Cette mesure a été annoncée dans l’espoir d’influencer la Chambre des Lords et d’empêcher la ratification de l’accord de transfert. Ce dernier, prévu pour entrer en vigueur en février prochain, marquerait la fin de la souveraineté britannique sur cet archipel stratégique de l’océan Indien, à l’exception de la base militaire de Diego Garcia, qui resterait sous contrôle anglo-américain.

Lors d’une cérémonie inaugurale, Misley Mandarin, élu « First minister » de ce gouvernement en exil, a déclaré : « Que le monde sache : nous restons des sujets loyaux de Sa Majesté. Nous restons des partenaires engagés envers le Royaume-Uni et les États-Unis. Ce soir, la voix chagossienne devient une seule voix. Ce soir, notre histoire recommence. Nous sommes toujours là. Nous sommes toujours Chagossiens. Et ce soir, nous nous relevons. God Save the King. »

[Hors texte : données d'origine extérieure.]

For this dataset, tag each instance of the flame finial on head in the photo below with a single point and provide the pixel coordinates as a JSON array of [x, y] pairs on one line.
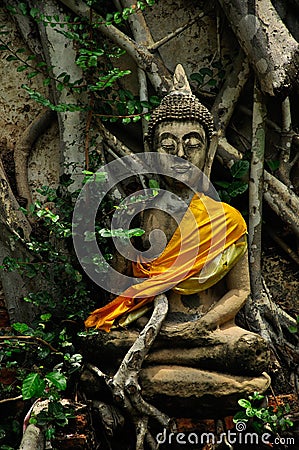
[[180, 104]]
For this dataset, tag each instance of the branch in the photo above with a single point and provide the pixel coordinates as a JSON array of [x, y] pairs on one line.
[[282, 200], [256, 193], [175, 33], [268, 44], [11, 214], [12, 399], [283, 245], [23, 148], [28, 338], [286, 139], [155, 68], [229, 94], [60, 55]]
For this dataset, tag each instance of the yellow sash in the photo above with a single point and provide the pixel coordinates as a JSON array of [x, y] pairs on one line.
[[207, 229]]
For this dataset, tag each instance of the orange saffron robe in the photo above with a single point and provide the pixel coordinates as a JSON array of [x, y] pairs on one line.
[[207, 229]]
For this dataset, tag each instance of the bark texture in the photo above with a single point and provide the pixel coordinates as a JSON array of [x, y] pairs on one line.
[[269, 46]]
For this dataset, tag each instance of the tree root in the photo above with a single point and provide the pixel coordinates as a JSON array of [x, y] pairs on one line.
[[23, 148], [124, 384]]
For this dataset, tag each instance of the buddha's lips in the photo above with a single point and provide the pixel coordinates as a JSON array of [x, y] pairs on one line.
[[180, 168]]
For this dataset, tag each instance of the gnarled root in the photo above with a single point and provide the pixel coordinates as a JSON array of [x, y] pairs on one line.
[[124, 384]]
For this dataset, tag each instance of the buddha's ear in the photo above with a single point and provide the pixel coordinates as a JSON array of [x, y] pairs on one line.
[[211, 151]]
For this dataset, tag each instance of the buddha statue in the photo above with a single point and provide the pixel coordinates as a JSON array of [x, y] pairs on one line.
[[201, 359]]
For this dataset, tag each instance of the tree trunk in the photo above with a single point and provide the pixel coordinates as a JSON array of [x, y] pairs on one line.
[[268, 44]]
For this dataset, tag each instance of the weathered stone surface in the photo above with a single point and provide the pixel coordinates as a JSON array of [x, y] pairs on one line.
[[183, 390]]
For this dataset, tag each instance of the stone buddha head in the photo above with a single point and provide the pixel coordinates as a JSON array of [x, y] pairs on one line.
[[181, 126]]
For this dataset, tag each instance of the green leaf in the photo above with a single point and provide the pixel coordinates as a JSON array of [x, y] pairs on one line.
[[46, 317], [273, 164], [57, 379], [32, 75], [11, 58], [47, 81], [244, 403], [33, 386], [240, 168], [33, 12], [153, 184], [23, 8], [21, 68], [21, 327]]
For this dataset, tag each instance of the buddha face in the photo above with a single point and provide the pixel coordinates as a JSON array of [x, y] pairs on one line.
[[186, 140]]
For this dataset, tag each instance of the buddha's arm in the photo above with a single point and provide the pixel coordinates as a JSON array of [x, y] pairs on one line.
[[227, 307]]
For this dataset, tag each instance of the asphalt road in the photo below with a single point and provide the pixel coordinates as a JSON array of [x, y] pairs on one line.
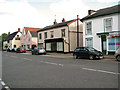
[[31, 71]]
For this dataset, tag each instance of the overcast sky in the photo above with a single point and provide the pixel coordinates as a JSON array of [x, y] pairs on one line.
[[16, 14]]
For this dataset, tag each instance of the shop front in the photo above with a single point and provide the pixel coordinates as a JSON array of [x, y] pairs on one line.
[[54, 45], [110, 41]]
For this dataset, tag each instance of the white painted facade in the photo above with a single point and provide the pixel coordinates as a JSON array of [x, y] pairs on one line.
[[98, 26]]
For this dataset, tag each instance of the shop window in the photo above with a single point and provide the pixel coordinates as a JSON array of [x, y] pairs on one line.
[[63, 32], [40, 36], [28, 46], [108, 24], [45, 34], [89, 28], [89, 42], [59, 46]]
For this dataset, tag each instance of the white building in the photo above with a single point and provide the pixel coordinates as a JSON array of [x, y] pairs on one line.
[[61, 37], [101, 29], [12, 40]]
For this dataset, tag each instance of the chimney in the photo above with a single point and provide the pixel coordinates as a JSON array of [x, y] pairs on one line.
[[18, 29], [55, 22], [8, 33], [91, 11], [63, 20]]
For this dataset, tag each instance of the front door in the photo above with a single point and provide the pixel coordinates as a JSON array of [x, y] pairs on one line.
[[54, 46], [104, 44]]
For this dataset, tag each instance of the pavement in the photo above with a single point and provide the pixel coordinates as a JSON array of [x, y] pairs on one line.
[[69, 55], [40, 71]]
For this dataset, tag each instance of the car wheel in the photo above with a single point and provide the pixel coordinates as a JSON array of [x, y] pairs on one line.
[[91, 57], [118, 58], [75, 56]]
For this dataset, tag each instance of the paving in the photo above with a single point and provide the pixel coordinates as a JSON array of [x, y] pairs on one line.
[[40, 71]]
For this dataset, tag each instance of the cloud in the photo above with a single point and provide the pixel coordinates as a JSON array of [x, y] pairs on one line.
[[107, 1], [15, 14], [70, 7]]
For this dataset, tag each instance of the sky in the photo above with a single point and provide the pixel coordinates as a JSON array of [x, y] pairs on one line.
[[16, 14]]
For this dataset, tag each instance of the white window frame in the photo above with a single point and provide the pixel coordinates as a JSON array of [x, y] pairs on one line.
[[88, 28], [106, 24]]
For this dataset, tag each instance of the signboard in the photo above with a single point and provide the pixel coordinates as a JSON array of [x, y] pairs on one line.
[[114, 34]]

Misley Mandarin a insisté sur le droit à l’autodétermination des Chagossiens, comparable à celui accordé à d’autres territoires d’outre-mer britanniques. Il a exprimé le souhait de la communauté de retourner sur les îles, de conserver la citoyenneté britannique et de maintenir la souveraineté du Royaume-Uni. Il a également souligné l’importance de préserver Diego Garcia et l’architecture de sécurité occidentale qui en dépend.